Ce sont surtout les doctrines du droit naturel qui ont illustré cette tendance et influencé, au début du siècle dernier, les rédacteurs du code civil. Héritée de l’Antiquité, l’idée qu’il existait un droit naturel, composé de règles universelles et immuables et que l’homme pouvait découvrir à l’aide de sa seule raison avait été progressivement laïcisée, spécialement sous l’influence de la philosophie des Lumières. De cette évolution, deux conséquences avaient été déduites : a) que, le droit naturel ayant sa source dans l’homme, celui ci tire de sa nature des droits immuables et inaliénables; b) que le droit naturel a pour but la protection de ces droits imprescriptibles, qui sont, aux termes de la Déclaration des droits de l’homme et du citoyen de 1789, la liberté, la propriété, la sûreté et la résistance à l’oppression .
Sous l’effet du temps et l’influence des doctrines positivistes, cette conception du droit naturel a décliné. Son fondement fut contesté, en des termes que Montesquieu aurait souvent approuvés : à la diversité des hommes et des groupements humains dans le temps et dans l’espace, ne correspond pas une notion aussi universelle du juste. Quant au contenu du droit naturel, on fit valoir qu’il était trop dense et trop immuable, contrairement aux leçons de l’histoire et de la géographie.
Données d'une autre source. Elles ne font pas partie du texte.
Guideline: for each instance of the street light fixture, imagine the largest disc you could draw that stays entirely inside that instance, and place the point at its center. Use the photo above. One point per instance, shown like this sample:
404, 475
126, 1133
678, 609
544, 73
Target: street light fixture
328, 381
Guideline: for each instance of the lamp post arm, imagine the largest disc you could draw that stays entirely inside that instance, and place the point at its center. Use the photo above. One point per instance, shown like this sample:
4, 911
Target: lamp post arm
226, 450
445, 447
Ces critiques ont incité des jusnaturalistes à conserver la notion de droit naturel, mais en la limitant à des principes et en admettant que l’idéal ainsi exprimé pouvait varier selon les époques et les régions, de sorte que le droit naturel serait un idéal contingent ou encore un droit naturel « à contenu variable ».
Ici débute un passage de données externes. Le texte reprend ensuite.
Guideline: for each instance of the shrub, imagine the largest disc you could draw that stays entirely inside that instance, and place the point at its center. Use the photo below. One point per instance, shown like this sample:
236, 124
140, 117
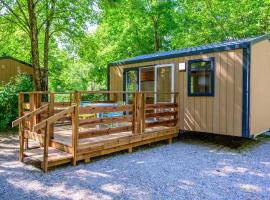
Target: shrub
9, 98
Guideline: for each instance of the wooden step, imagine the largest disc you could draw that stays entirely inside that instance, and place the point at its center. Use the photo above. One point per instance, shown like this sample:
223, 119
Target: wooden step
55, 156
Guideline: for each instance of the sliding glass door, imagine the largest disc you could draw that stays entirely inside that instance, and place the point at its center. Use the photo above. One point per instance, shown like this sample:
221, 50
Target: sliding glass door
156, 79
131, 83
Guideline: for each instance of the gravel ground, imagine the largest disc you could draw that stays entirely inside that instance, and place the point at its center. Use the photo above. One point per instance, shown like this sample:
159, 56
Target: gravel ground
182, 170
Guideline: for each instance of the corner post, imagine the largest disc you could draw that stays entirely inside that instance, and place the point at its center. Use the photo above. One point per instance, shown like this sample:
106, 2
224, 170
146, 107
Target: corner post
51, 113
138, 113
177, 117
75, 127
21, 126
46, 147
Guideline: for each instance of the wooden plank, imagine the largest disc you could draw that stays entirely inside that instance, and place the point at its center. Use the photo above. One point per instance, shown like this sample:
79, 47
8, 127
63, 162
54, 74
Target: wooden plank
30, 114
204, 114
21, 126
46, 147
26, 106
170, 122
197, 113
75, 133
230, 93
238, 92
216, 108
104, 109
62, 104
53, 118
106, 120
124, 147
161, 114
223, 92
181, 99
34, 136
104, 131
160, 105
54, 155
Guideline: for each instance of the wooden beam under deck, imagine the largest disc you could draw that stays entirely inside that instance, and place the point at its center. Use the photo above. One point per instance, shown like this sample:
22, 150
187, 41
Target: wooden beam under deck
82, 139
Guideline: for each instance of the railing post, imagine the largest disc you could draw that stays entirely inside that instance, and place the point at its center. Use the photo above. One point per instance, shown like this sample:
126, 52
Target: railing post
177, 101
115, 97
75, 127
46, 147
138, 113
51, 113
21, 126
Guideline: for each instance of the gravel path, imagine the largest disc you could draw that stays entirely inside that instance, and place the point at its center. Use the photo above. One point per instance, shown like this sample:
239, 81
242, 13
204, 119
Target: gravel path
182, 170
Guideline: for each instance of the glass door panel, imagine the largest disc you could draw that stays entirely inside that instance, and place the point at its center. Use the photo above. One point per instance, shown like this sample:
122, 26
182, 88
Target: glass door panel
147, 83
131, 84
164, 83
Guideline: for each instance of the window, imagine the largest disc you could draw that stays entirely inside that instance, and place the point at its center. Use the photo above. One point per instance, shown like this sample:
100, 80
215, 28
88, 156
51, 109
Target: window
201, 77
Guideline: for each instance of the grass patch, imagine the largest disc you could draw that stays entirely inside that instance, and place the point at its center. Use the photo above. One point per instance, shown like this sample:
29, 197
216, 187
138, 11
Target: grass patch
236, 144
11, 131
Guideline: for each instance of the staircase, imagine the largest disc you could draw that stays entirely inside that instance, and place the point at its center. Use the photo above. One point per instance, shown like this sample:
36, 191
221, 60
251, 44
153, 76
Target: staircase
50, 152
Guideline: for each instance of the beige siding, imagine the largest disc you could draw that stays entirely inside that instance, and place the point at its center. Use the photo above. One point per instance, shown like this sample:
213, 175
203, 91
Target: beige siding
221, 114
10, 68
260, 82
Sous des formes diverses, cette attitude a persisté. L’existence de principes essentiels et d’ailleurs assez stables a pu la conforter : respect dû à la parole donnée, réparation des dommages injustement causés à autrui.
Et puis, la pénétration dans la sphère du droit, au niveau du droit naturel, d’un certain nombre de règles supérieures a permis de mieux dégager les lignes de force de l’amélioration de beaucoup de systèmes juridiques et de mieux fonder des solutions s’imposant à la conscience humaine, bien qu’elles ne trouvent pas de support dans les lois positives.
2) Les positivismes. Ils sont, ainsi qu’on l’a vu précédemment, aussi divers que les idéalismes : tous reposent sur l’idée qu’il n’y a pas de droit autre que celui qui résulte de la réalité positive.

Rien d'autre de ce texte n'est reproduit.